I slipped out of bed and headed to the living room. It was early, but I got dressed anyway and headed to my office. The sunrise was magnificent, and I sat with my chair facing the windows with a cup of strong coffee, watching as world erupted in light. Half an hour later, I still hadn’t been able to stop my mind from racing long enough to get any work done.

I glanced at my watch and wondered if I should give Jason a call. I still hadn’t plucked up the courage to tell him about Molly and me. I had told Molly that I was scared to piss him off, but by now I knew that wasn’t the real reason. I was just scared that telling him would make this commitment real. It was nothing but a mental block on my part, but I was having a tough time wrapping my head around the reality of Molly and me.

I picked up the phone on my desk and dialed Jason’s number. Then I put in on speaker and waited for him to pick up. A few seconds later, Jason answered the phone.

“Hi, man,” I said. “Am I disturbing you?”

“Actually, no,” he said enthusiastically. “Perfect timing… I’m with the folks this weekend.”

“How are they?” I asked, even though I knew exactly how they were because of Molly.

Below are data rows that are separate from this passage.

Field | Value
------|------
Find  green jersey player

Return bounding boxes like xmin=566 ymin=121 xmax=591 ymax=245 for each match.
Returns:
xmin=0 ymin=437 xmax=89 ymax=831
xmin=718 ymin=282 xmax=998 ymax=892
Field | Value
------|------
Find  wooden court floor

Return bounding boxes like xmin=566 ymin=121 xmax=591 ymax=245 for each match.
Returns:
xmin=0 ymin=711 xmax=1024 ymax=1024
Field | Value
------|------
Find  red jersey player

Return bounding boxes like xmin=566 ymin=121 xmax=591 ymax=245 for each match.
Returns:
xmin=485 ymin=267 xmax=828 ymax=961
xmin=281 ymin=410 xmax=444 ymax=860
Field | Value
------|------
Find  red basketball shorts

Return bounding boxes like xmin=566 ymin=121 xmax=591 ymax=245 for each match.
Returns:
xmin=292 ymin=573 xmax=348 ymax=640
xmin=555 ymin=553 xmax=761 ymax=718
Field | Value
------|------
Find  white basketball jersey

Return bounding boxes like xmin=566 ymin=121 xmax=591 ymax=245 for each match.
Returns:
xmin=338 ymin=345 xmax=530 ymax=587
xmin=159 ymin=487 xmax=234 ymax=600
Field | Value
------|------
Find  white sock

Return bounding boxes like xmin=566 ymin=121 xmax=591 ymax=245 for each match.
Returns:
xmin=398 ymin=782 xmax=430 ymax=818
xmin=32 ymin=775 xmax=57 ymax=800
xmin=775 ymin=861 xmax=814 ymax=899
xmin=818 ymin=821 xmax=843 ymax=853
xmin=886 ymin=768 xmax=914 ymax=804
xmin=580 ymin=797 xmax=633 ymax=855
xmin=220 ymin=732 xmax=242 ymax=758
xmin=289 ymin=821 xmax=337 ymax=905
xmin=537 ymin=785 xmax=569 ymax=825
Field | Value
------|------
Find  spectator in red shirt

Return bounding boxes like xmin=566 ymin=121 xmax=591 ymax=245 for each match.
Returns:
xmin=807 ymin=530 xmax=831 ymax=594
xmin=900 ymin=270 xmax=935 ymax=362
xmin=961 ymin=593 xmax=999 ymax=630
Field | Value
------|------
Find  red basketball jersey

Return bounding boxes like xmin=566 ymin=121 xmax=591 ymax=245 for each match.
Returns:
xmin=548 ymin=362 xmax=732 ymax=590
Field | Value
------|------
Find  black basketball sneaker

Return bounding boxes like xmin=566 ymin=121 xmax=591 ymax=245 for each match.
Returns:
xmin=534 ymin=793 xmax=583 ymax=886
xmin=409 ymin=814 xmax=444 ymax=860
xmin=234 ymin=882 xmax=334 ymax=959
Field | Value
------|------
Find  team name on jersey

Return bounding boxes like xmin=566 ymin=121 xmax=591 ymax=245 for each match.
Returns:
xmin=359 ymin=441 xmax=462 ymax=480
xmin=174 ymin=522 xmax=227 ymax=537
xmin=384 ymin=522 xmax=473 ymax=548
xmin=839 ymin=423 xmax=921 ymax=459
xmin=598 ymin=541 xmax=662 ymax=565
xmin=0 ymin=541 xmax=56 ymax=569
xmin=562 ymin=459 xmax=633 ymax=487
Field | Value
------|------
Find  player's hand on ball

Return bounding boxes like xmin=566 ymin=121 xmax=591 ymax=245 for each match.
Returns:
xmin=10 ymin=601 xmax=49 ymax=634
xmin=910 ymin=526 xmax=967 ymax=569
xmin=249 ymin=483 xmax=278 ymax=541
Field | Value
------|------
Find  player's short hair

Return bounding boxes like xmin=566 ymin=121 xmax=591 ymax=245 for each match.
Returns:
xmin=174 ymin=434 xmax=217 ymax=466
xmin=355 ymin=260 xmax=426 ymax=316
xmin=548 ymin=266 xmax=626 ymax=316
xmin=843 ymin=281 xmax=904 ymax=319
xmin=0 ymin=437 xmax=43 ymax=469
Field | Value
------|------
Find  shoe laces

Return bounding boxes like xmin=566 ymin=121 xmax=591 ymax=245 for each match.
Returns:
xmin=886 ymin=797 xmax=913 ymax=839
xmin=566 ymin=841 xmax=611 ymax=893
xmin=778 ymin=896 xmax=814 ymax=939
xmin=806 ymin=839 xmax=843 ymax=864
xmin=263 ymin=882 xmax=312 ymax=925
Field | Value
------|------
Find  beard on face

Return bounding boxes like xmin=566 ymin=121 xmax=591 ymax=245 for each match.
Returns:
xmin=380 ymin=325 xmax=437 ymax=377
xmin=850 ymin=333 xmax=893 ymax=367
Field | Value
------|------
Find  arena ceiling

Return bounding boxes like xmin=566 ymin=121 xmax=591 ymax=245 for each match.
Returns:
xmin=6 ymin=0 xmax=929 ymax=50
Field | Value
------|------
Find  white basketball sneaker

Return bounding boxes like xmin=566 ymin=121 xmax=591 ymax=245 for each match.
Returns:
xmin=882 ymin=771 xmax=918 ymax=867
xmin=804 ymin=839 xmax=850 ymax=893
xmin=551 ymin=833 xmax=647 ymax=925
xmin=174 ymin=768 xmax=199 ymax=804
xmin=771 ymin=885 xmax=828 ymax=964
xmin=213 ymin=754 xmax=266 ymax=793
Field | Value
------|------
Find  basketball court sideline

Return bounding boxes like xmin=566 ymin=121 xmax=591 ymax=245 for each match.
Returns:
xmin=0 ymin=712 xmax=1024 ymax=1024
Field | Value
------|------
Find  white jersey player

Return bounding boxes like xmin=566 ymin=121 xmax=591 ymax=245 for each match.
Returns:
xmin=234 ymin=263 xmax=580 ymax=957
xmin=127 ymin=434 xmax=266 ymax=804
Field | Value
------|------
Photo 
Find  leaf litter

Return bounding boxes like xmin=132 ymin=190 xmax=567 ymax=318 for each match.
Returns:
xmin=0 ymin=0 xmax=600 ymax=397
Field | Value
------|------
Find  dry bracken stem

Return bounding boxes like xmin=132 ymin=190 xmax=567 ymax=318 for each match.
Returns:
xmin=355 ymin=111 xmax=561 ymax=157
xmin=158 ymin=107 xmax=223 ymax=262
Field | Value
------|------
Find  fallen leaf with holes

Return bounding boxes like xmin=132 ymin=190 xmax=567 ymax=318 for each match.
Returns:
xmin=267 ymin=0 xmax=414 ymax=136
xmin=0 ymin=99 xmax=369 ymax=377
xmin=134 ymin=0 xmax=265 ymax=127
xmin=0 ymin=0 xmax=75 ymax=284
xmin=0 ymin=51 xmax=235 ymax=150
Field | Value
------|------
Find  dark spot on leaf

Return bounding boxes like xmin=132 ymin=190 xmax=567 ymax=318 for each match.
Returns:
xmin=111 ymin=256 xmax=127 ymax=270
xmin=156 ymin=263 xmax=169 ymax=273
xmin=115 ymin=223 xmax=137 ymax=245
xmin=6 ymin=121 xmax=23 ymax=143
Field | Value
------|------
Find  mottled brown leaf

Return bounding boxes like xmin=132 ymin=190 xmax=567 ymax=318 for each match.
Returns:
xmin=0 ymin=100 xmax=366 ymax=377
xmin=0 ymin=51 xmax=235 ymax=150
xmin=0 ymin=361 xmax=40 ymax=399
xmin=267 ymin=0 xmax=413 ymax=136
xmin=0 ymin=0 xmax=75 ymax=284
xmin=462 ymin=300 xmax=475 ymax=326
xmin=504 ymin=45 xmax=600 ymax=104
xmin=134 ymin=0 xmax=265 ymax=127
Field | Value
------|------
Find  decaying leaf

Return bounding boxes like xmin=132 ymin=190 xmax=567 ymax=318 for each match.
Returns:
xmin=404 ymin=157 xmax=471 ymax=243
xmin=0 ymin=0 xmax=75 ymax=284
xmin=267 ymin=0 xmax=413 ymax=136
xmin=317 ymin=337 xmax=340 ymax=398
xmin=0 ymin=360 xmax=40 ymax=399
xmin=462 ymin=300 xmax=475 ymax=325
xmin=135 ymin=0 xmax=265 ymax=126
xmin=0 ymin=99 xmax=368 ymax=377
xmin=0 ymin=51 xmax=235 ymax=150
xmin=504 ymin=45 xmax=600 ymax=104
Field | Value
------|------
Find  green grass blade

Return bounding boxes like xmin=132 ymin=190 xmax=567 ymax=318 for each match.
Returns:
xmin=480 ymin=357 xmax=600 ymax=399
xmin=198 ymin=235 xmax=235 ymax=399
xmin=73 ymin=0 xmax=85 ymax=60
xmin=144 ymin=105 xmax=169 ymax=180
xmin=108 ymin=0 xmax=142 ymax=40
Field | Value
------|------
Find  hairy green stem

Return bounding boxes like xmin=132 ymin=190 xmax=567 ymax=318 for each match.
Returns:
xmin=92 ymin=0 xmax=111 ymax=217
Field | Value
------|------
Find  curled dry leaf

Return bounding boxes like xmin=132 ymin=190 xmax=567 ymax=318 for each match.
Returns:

“Doing really good,” Jason said. “Mom’s roped me into this charity fundraiser she’s doing tomorrow. She’s auctioning me off; can you believe it?”

I smiled. Molly had told me about it a few days ago. She and I had laughed at the idea of Jason parading around a room full of screaming women, determined to let loose for the night. Somehow, we had both felt that Jason would be in his element.

“Uh…that sounds fun.”

“Fun,” Jason repeated. “That’s one way of describing it. It’s for ALS, so it wasn’t as though I could say no.”

“What does this auction entail?” I asked, stalling for time.

“There’s this catwalk set up in the clubhouse,” he explained. “And there are thirty men on auction. The women have to place their bids, and the highest bidder gets the man she wants for a night of romance.”